Li's oldest daughter, Li Lin, married a Shanghainese who works at Baosteel, the biggest steel company in Shanghai, and moved to the city two years ago. After studying in a community college in Shanghai, she now works at the Construction Bank of China earning a monthly salary of 3,000 yuan.

The rest of the family still lives in the two-story house the local government built before they arrived. Li says he is getting used to the sweet Shanghai cuisine and can no longer eat too much of the spicy food that is typical of his hometown.

Besides food, he also misses the tightly knit neighborhood of his hometown. "Chongming people tend to focus more on their own business," he says.

The limited socializing has affected his business. "My noodle business isn't as good as it used to be in Sichuan, where people just love noodles," says Li, who also works part-time in a local factory, besides being a long-distance driver.

He and his wife now make a living by cleaning the small rivers around the village, which brings a monthly income of 1,000 yuan each. The noodles that Li makes in his spare time bring in another 50 yuan every day.

Some of Li's relatives from his hometown have come and stayed with him, looking for better opportunities in part-time jobs in Shanghai. This is common among Three Gorges migrants, according to Zhang.

"Chinese have this tradition of going and seeking refuge with rich relatives. By coming here, they save on rent and it's next to Shanghai," Zhang says.

At the other end of Chongming Island, Zhou Shiju seems to be doing better. Zhou was one of the first Three Gorges migrants arriving in Chongming on Aug 17, 2000. Her small shop called "Three Gorges Tailor" in Miaoxi village is making quite a name for itself.

"I was doing retail business in my hometown but didn't think that would work here - I didn't know anyone in Chongming," says Zhou, 47. "The day I arrived, I noticed the local tailor didn't seem to be doing good business, and I wanted to give it a try."

Zhou proved to be very good and in just a few months, she had learned enough to open a tailor's shop of less than 10 square meters at her new home.

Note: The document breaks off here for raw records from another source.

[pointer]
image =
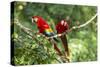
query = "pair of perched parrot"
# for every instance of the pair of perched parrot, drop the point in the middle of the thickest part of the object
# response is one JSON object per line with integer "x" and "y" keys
{"x": 45, "y": 29}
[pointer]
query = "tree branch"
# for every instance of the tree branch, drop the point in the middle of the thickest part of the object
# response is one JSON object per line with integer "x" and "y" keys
{"x": 75, "y": 27}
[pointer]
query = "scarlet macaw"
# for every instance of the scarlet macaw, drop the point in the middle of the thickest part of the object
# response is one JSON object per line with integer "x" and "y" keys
{"x": 61, "y": 27}
{"x": 45, "y": 29}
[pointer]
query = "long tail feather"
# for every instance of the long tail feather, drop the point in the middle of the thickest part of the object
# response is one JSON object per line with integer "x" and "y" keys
{"x": 65, "y": 44}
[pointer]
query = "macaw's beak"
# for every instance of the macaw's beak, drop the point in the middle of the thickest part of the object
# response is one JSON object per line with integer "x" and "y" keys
{"x": 33, "y": 22}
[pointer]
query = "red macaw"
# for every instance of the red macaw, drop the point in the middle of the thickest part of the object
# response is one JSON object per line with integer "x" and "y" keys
{"x": 45, "y": 29}
{"x": 61, "y": 27}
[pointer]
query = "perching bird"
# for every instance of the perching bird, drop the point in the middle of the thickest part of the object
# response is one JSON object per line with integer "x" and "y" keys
{"x": 45, "y": 29}
{"x": 61, "y": 27}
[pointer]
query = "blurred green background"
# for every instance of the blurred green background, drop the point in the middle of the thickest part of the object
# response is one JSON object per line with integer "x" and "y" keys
{"x": 82, "y": 42}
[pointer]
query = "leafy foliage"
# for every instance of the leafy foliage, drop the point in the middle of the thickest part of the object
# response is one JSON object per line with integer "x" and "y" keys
{"x": 82, "y": 42}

"I don't lower prices to attract customers. On the contrary, I charge 10 to 20 yuan more for special designs," Zhou says with pride. "I've also hired a local woman to help me as the business is getting busier. We're like sisters."

Zhou's 25-year-old daughter Chen Xiaohong was 15 when the family came to Chongming. Throughout her high school years, the girl remained reticent.

"But now, if people ask me where I'm from, I tell them Chongming instead of Sichuan," says Chen, who works in a local company besides helping out at her mother's tailoring business.